Debugging evaluation results with TruLens Hotspots¶
This notebook is a companion notebook to a general notebook showcasing TruLens using the Summeval benchmark. It can be run as a follow-up, but we will just copy all the relevant code from that notebook.
import os
os.environ["OPENAI_API_KEY"] = "sk-..."
os.environ["HUGGINGFACE_API_KEY"] = "hf_..."
import pandas as pd
file_path_dev = "dialogsum.dev.jsonl"
dev_df = pd.read_json(path_or_buf=file_path_dev, lines=True)
from trulens.apps.custom import TruCustomApp
from trulens.apps.custom import instrument
import openai
class DialogSummaryApp:
def __init__(self):
self.client = openai.OpenAI()
@instrument
def summarize(self, dialog):
summary = (
self.client.chat.completions.create(
model="gpt-4o",
messages=[
{
"role": "system",
"content": """Summarize the given dialog into 1-2 sentences based on the following criteria:
1. Convey only the most salient information;
2. Be brief;
3. Preserve important named entities within the conversation;
4. Be written from an observer perspective;
5. Be written in formal language. """,
},
{"role": "user", "content": dialog},
],
)
.choices[0]
.message.content
)
return summary
from trulens.core import TruSession
from trulens.dashboard import run_dashboard
session = TruSession()
session.reset_database()
# If you have a database you can connect to, use a URL. For example:
# session = TruSession(database_url="postgresql://hostname/database?user=username&password=password")
run_dashboard(session, force=True)
from trulens.core import Feedback
from trulens.feedback import GroundTruthAgreement
golden_set = (
dev_df[["dialogue", "summary"]]
.rename(columns={"dialogue": "query", "summary": "response"})
.to_dict("records")
)
from trulens.core import Select
from trulens.providers.huggingface import Huggingface
from trulens.providers.openai import OpenAI
provider = OpenAI(model_engine="gpt-4o")
hug_provider = Huggingface()
ground_truth_collection = GroundTruthAgreement(golden_set, provider=provider)
f_groundtruth = Feedback(
ground_truth_collection.agreement_measure, name="Similarity (LLM)"
).on_input_output()
# let's focus on Comprehensiveness
f_rouge = Feedback(ground_truth_collection.rouge).on_input_output()
f_comprehensiveness = (
Feedback(
provider.comprehensiveness_with_cot_reasons, name="Comprehensiveness"
)
.on(Select.RecordInput)
.on(Select.RecordOutput)
)
app = DialogSummaryApp()
tru_recorder = TruCustomApp(
app,
app_name="Summarize",
app_version="v1",
feedbacks=[
f_groundtruth,
f_comprehensiveness,
f_rouge,
],
)
from tenacity import retry
from tenacity import stop_after_attempt
from tenacity import wait_random_exponential
@retry(wait=wait_random_exponential(min=1, max=60), stop=stop_after_attempt(6))
def run_with_backoff(doc):
return tru_recorder.with_record(app.summarize, dialog=doc)

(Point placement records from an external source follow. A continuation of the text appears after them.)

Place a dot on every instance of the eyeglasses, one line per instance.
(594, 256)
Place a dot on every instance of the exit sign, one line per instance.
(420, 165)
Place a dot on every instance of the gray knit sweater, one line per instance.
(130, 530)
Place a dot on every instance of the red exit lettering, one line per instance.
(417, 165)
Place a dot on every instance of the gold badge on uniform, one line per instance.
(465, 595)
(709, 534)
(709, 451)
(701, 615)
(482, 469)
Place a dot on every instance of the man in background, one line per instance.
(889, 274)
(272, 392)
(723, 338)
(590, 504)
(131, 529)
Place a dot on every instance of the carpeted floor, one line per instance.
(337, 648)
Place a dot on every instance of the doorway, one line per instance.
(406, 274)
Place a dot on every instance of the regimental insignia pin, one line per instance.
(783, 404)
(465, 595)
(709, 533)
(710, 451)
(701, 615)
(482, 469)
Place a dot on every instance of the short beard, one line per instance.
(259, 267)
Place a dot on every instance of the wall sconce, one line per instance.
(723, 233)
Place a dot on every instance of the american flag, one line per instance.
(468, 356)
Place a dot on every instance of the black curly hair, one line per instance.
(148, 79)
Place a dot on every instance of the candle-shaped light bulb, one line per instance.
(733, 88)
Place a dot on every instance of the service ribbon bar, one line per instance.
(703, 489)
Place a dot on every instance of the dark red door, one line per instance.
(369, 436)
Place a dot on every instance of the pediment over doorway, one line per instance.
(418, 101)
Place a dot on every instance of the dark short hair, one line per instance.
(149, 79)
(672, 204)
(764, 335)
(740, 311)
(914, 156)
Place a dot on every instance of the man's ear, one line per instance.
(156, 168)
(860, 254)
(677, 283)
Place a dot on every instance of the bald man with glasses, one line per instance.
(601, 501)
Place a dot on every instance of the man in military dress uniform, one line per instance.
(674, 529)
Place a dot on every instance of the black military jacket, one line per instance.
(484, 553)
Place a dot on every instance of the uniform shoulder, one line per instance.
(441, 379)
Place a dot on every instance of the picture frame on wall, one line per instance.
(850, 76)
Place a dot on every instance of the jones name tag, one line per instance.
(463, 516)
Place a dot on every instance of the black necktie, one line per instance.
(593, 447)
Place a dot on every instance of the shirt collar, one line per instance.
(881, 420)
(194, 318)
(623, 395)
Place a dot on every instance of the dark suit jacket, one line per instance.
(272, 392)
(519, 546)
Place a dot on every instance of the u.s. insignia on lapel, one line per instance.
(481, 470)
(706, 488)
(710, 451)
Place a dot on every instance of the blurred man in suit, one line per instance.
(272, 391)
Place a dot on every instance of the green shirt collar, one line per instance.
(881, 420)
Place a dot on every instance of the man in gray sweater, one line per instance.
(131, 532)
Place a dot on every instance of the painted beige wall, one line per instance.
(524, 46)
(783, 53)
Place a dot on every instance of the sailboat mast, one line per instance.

for i, pair in enumerate(golden_set):
llm_response = run_with_backoff(pair["query"])
if i % 25 == 0:
print(f"{i+1} {llm_response[0][:30]}...")
Time for hotspots!¶
You need to wait a little bit to check whether all evaluations have been done. Be patient, it might take a couple of minutes. You can check that in the TruLens dashboard (see the link at the beginning of the output for the previous cell).

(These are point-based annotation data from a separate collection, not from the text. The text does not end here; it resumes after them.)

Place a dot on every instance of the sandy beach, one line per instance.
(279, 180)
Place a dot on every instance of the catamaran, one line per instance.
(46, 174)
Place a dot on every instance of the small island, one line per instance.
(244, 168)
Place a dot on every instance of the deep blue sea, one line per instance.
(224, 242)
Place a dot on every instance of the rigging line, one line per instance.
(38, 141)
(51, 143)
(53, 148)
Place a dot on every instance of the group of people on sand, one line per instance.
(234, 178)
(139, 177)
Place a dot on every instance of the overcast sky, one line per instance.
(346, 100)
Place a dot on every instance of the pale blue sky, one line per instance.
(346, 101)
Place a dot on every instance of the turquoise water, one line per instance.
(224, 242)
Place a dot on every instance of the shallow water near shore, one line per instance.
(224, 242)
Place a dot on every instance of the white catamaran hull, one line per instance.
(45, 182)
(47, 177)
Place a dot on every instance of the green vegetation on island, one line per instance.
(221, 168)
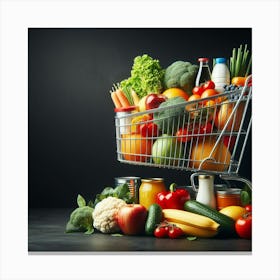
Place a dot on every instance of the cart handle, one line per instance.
(249, 78)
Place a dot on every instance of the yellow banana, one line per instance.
(195, 231)
(189, 219)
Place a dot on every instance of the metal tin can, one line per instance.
(228, 197)
(149, 189)
(133, 185)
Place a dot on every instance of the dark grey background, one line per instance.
(71, 134)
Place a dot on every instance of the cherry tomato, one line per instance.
(175, 232)
(161, 231)
(208, 85)
(243, 226)
(248, 208)
(197, 90)
(184, 134)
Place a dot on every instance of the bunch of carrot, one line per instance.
(120, 100)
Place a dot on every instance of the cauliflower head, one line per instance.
(105, 214)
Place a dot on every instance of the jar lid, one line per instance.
(125, 109)
(205, 176)
(229, 191)
(220, 60)
(203, 59)
(153, 180)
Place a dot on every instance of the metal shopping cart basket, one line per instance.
(207, 135)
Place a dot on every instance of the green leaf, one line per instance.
(81, 201)
(191, 238)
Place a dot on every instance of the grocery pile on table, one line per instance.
(174, 215)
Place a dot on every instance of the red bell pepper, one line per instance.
(173, 199)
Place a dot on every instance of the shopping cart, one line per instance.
(207, 135)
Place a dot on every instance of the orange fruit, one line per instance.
(194, 105)
(135, 148)
(208, 93)
(175, 92)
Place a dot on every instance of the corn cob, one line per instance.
(189, 219)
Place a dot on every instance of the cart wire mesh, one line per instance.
(207, 134)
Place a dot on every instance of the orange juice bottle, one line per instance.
(149, 189)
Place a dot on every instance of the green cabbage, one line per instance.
(146, 77)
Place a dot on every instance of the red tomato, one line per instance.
(161, 231)
(248, 208)
(197, 90)
(229, 141)
(175, 232)
(184, 135)
(243, 226)
(208, 85)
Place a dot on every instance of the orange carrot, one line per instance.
(135, 97)
(124, 101)
(116, 100)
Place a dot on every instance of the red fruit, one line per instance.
(153, 100)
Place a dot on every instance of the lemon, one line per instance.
(234, 212)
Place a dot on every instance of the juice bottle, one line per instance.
(204, 73)
(149, 189)
(220, 74)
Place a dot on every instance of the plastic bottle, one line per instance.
(220, 74)
(206, 194)
(204, 73)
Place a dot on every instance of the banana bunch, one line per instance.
(192, 224)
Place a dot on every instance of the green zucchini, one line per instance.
(227, 224)
(154, 218)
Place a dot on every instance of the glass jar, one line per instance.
(204, 73)
(149, 189)
(228, 197)
(133, 185)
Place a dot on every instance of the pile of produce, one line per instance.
(179, 121)
(175, 215)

When all or most evaluations are done (some might be missing, no problem), you can run Hotspots:
# !pip install trulens-hotspots
from trulens.hotspots.tru_hotspots import get_hotspots
hotspots_df = get_hotspots(session, feedback="Comprehensiveness")
hotspots_df
(If you see a warning about >200 samples without a score, please wait more and re-run the above cell.)
The exact table will depend on your particular run, for this particular one (see screenshot below), it turned out that, perhaps unsurprisingly, long inputs are a challange. The comprehensive score is 17 pp. worse than for short inputs. Short and long outputs are problematic as well. Another interesting observation is that, for instance, inputs with "can" and "There" are unusually hard when you try to generate a comprehensive summary. If we somehow fixed the problem, we would get, respectively, +4 pp and +1 pp in the overall score.